It seems a little ironic that I would inaugurate this science fiction, fantasy and horror fiction blog with a rather mundane piece. The following very short fiction is intended as an entry in NPR’s regular “Three Minute Fiction” contest and the deadline is the end of tomorrow. I wanted to do a complete story, with a beginning, middle and end and a protagonist worth caring about. Packing all that into 600 words is quite a challenge. You can tell me whether I succeeded.
Every aisle seemed to be a shrine to Tommy. Aisle six, his favorite cereal. Aisle nine, his favorite cheap plastic toys. Aisle seven, where he had his first honest to goodness public temper tantrum.
Tom kept his head down as much as he could, to hide his welling eyes from his neighbors and to avoid their pity and morbid wonder. It had been like this for thirty seven days. People he did not know but recognized from the intersections in the lives of parents saw him and they knew him. Some turned away swiftly. Some stared. Most, though, regarded him briefly, smiled weakly and walked away.
As Tom reached up to pull cans of soup from the shelf, he saw Tommy dart between the aisles, waving some desired treat. He clenched his jaw. No. Not Tommy. Just another blond boy about the right height.
Tom finished shopping. He spared the girl at the checkout and used the self service lane.
The exit doors slid open and the warm, wet air of late May blasted Tom. His car was adrift in the sea of suburban vehicles. As he crossed the asphalt he saw a little blond head bob up and down between cars. It disappeared and reappeared an Tom’s gut knotted. He scanned the lot. No one else was close by, so he went toward where he had last seen the child.
It was a young boy. His lip trembled and his eyes were wide with fear. He had Tommy’s beautiful blond hair and wore the same brand of light up sneakers. Tom stared at the boy and the boy stared back. Finally, Tom asked,“Are you okay?”

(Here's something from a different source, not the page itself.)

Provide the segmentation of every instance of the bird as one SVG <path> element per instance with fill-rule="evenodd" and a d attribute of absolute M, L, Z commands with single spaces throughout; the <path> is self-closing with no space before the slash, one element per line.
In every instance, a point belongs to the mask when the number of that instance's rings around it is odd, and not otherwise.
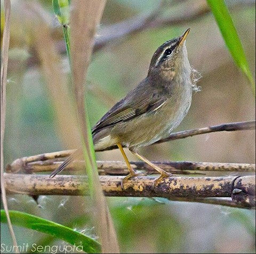
<path fill-rule="evenodd" d="M 95 150 L 117 146 L 129 170 L 121 181 L 138 174 L 123 149 L 127 147 L 138 158 L 161 175 L 154 182 L 157 185 L 172 174 L 140 154 L 138 149 L 167 138 L 187 115 L 193 90 L 199 90 L 194 78 L 196 71 L 189 64 L 186 39 L 188 28 L 178 37 L 168 40 L 154 53 L 147 77 L 107 112 L 92 129 Z M 194 77 L 194 78 L 193 78 Z M 81 149 L 81 148 L 80 148 Z M 75 152 L 54 172 L 53 177 L 71 163 Z"/>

“I don’t know where my mom is,” said the boy in the angelic soprano of a six year old.
Tom transferred his grocery bags to one hand and approached the boy. “I’ll help you,” he said and put out his free hand. He could see his fingers trembling and his heart raced. Hesitantly, the boy took Tom’s hand.
Tiny fingers slipped between Tom’s own and his thundering heart seemed to stop suddenly. For a brief and endless moment, he could smell the stench of burning plastic and bone and the black smoke blinded him again. But instead of screaming Tommy’s name from behind the line of police and firefighters, he was watching it with him, holding his hand while someone else’s son was consumed by fire.
“Come on,” Tom said as calmly as he could. He gave the boy’s hand a comforting squeeze and a steering tug.The boy followed in short, uncertain steps.
Tom stopped and set the grocery bags down. He fished his keys out and pushed the button on the keychain. Two aisles over, his car lights flashed. “This way,” he said and picked up the bags.
Tommy’s booster was still in the back seat. Tom opened the door. “Come on,” he urged. The boy stared at him, trembling. Tom knelt down and gently gripped the boy’s shoulders. “It’s okay,” he said. “I’m going to take you home.”
The boy smiled and elation filled Tom. Then a woman’s sudden voice shook him. She half scolded, half pleaded, “Jack!” A stern, masculine, “Sir?” followed quickly.
Tom stood and turned. Jack was already at his mother, hugging her legs. Next to the woman was a uniformed officer, his hand hovering near his sidearm. Tom began to stammer an explanation but stopped when he saw he pity and morbid wonder overcome them. The woman muttered something like a condolence. The officer grimaced and nodded.
After they were gone, Tom sat a long time in his car, sobbing.